Em outros casos, há atendimento fora do horário. Para aqueles que ficaram um tempo sem conseguir acompanhar as aulas on-line, são feitos compilados das atividades trabalhadas para que ele retome os pontos principais.
Como resume Renata, a chave foi pensar em estratégias diversas para conseguir atender ao maior número de estudantes: “foi esse o caminho para demonstrar afeto, para mostrar o quanto nos importamos com cada um e o quanto queremos que eles continuem conosco. Temos um formato de trabalho instituído, mas o flexibilizamos para alcançar o maior número de estudantes”.
O compartilhamento de experiências não se resume à relação entre professor e aluno, toda a escola está envolvida. Renata explica que conta também com os colegas e com a gestão da escola para fazer tudo funcionar. O diálogo precisa ser constante e em todas as direções.
“Quando um aluno deixa de participar da minha aula ou não responde minhas mensagens, pergunto se o mesmo está acontecendo na aula de outro professor”.
Segundo Renata, às vezes um aluno só consegue estudar de maneira síncrona em um determinado dia da semana, então ele só dialoga com um professor. Ou ainda, há casos em que um aluno tem mais segurança e afinidade com um professor e só compartilha seus desafios com ele.

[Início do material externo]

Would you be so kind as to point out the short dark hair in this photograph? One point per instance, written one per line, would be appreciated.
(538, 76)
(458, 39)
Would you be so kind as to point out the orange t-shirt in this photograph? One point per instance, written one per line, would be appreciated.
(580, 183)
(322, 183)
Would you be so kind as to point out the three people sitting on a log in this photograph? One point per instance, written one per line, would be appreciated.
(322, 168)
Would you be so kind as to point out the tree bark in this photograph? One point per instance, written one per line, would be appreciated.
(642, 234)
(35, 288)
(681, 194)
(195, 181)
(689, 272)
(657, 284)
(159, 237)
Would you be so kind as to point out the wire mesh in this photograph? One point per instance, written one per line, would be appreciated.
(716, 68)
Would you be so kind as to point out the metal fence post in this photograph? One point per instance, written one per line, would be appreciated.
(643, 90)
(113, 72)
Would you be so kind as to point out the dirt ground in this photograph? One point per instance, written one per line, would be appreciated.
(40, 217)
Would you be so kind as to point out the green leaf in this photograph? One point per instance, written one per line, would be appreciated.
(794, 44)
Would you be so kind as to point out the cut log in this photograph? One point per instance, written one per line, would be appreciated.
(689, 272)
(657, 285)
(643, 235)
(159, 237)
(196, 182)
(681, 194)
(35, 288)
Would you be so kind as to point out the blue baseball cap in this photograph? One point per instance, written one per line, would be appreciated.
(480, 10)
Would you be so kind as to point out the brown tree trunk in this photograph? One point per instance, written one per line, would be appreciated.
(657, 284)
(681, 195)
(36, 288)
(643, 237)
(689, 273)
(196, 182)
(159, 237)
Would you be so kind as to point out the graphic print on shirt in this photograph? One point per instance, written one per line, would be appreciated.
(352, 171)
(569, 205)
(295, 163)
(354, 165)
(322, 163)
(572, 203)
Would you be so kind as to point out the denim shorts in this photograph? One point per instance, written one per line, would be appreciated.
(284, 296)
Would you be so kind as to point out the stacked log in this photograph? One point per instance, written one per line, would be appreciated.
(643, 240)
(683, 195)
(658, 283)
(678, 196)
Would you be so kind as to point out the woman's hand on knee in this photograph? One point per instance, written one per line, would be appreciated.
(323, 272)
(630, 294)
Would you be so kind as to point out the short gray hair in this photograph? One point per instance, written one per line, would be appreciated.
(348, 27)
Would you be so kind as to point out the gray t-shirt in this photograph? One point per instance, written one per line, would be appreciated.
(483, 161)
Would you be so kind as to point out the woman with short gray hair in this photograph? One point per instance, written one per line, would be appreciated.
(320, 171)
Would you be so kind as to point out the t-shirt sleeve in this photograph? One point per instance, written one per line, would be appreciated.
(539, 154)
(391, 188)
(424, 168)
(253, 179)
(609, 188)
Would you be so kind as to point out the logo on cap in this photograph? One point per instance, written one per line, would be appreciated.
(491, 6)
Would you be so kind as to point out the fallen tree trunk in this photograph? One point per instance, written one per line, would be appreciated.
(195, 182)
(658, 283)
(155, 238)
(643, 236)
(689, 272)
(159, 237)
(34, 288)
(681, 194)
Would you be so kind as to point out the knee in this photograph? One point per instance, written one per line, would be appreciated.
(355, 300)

“Quando um aluno evade das aulas remotas, sempre trazemos o caso para reunião pedagógica para saber se algum professor tem notícias e pensamos juntos em estratégias”, afirma.
Na escola em que Renata atua, a gestão escolar também tem um papel fundamental, pois é ela quem levanta e disponibiliza o contato dos alunos e tem acompanhado de perto o trabalho dos professores, o que, para Renata, dá mais segurança. “A coordenadora pedagógica busca agendar chamadas de vídeo, fazer atendimentos telefônicos ou, em alguns casos, atendimento presencial para acompanhar a aprendizagem, inclusive com aqueles que fizeram matrícula durante a pandemia”.

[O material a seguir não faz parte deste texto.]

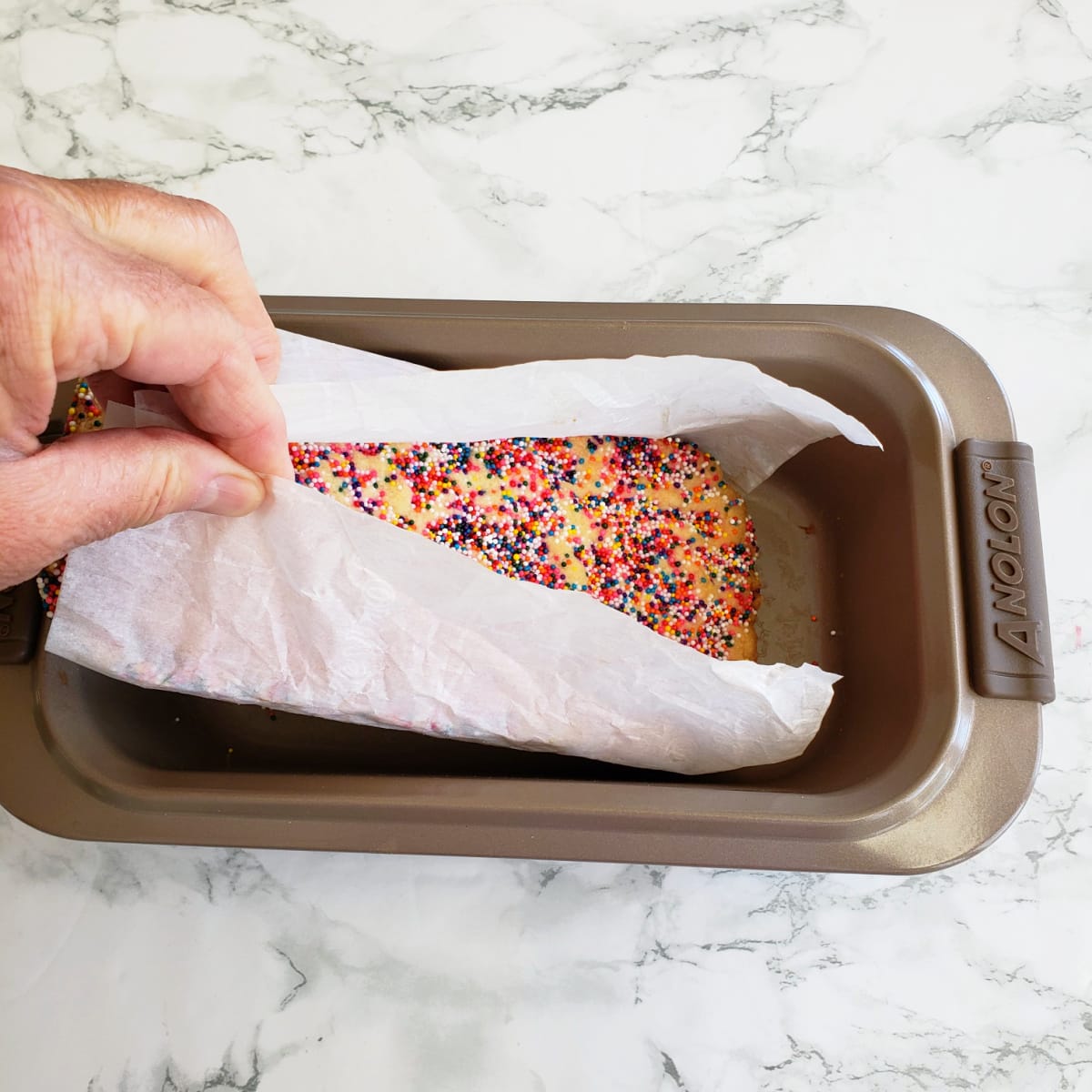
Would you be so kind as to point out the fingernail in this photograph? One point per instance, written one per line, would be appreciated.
(230, 495)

Os alunos recém-chegados não têm vínculo nenhum com os colegas e professores, então a coordenação pedagógica cuida e acompanha a apresentação e familiarização desse novo aluno com o grupo e com o ensino remoto.
Claro que nem sempre a busca pelos alunos que evadem dá certo. “É preciso também aceitar que nem tudo está ao nosso alcance e respeitar o tempo de cada estudante”, afirma Renata. Então, quem cuida de quem está cuidando?
“Arrisco dizer que esse papel foi e continua sendo exercido pelos estudantes”, avalia. Para ela, o agradecimento pela flexibilização das formas de atendimento, pelo incentivo para que continuem vinculados à escola, pela atenção dedicada “é a melhor forma de dar significado ao trabalho que estamos fazendo”.
Essas devolutivas chegam também por áudios do WhatsApp. “Até mesmo um “obrigado pela aula de hoje” faz a gente sentir que de alguma forma está dando certo, mesmo nesse cenário e nessas condições onde parece que tudo está estruturado para dar errado”.